Plus de dix-sept siècles après son apparition, le célèbre "manuel érotique" indien est régulièrement réédité. Devenu un label associé exclusivement au sexe, voire à la pornographie, le Kama Sutra reste pourtant une référence de la culture indienne, bien loin de la caricature que l’on en fait.

 

Tapez "Kama Sutra" dans le moteur de recherche Google et vous tomberez sur les résultats les plus variés, des crèmes de massage aux préservatifs en passant par la lingerie fine ou encore les sites web "adultes". Sans oublier, bien sûr, les nombreuses références à l'ouvrage original écrit par Vatsayayana il y a environ 1700 ans. Depuis sa traduction du Sanskrit et son adaptation en 1883 par le linguiste anglais Sir Richard Francis Burton, le manuscrit original du Kama Sutra n'a cessé d'être retravaillé et réédité, bénéficiant d'un succès ininterrompu. Encore considéré aujourd'hui comme une référence sur la sexualité et les relations hommes-femmes, le Kama Sutra est toujours aussi vendeur mais reste paradoxalement mal apprécié.

"Ce n'est pas juste un manuel sexuel. C'est un texte extraordinaire, beaucoup plus profond que l'on croit, un pilier de la culture indienne", assure Pramod Kapoor, éditeur chez Roli Books d'une nouvelle version haut de gamme de l'ouvrage : Kama Sutra : traité indien de savoir vire amoureux.  Ce pavé de huit kilos, relié en soie et présenté dans un coffret à battants, a notamment été publié en français par les éditions La Martinière, à l'automne dernier. Il comporte notamment des illustrations inédites du musée Fitz William de Cambridge et un commentaire de Sandhya Mulchandani qui a déjà écrit plusieurs livres sur le sujet dont le Kama Sutra pour les Femmes.  C'est la dernière des huit versions du Kama Sutra publiées par Roli Books depuis 20 ans.

Si le Kama Sutra évoque d'emblée des positions sexuelles contorsionnistes chez la plupart des gens, ceux qui ont réellement pris le temps de feuilleter l'ouvrage y ont découvert bien plus qu'un manuel érotique. Des thèmes aussi inattendus que "la manière de se débarrasser d'un amant" ou "le comportement de la femme en l'absence de son mari" y figurent au même titre que la soixantaine de manières différentes de faire l'amour.
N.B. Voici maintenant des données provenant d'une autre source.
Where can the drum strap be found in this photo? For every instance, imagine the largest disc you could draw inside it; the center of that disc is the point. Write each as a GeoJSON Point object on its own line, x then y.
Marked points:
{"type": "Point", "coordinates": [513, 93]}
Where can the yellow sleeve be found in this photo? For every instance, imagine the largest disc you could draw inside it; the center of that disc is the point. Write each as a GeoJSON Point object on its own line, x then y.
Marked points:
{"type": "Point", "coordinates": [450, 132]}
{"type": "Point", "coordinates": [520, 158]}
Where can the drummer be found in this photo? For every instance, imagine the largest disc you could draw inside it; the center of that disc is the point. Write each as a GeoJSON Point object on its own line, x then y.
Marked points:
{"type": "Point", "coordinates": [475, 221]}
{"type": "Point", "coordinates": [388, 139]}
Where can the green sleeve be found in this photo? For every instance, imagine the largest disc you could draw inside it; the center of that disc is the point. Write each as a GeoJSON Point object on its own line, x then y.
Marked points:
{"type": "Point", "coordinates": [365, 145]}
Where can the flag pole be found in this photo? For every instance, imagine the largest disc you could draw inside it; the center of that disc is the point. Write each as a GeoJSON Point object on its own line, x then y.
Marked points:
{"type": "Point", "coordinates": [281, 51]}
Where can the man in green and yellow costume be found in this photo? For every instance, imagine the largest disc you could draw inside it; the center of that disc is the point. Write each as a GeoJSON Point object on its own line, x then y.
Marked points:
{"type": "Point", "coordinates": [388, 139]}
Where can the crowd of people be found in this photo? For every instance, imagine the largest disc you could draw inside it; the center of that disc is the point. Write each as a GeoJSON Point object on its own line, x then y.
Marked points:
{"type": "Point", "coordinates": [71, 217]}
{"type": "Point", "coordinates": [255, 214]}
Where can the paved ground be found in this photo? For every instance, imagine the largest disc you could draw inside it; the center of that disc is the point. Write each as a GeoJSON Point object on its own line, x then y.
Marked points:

Mais ce sont surtout les nombreuses illustrations, des gravures et peintures datant pour la plupart de l'ère Moghol et ajoutées au fil des rééditions, qui font la richesse et l'intérêt du Kama Sutra. "C'est devenu un objet d'art, souvent donné en cadeau et recherché par les collectionneurs", assure Pramod Kapoor.

La maison d'édition indienne, qui a vendu plusieurs millions d'exemplaires du Kama Sutra toutes versions confondues, selon Pramod Kapoor, est loin d'être la seule à capitaliser sur les travaux de Vatsyayana. Le Kama Sutra pour les paresseuses, le Kama Sutra à la française, le Kama Sutra Gay…Ces versions diverses et variées, qui n'ont souvent en commun avec l'original que le nom et le contenu érotique, se comptent par centaines sur la toile.

Mine d'or pour les maisons d'éditions, Kama Sutra est maintenant devenu un label vendeur estampillé sur n'importe quel produit…du moment qu'il est associé au sexe, à l'amour ou au plaisir.  Pramod Kapoor avoue lui-même que les demandes de rééditions, sans cesse renouvelées, de la part d'éditeurs étrangers, sont dues "essentiellement à l'attrait érotique du livre". C'est grâce à cela que l'ouvrage de Vatsyayana a réussi à traverser les âges. Un exploit en soi.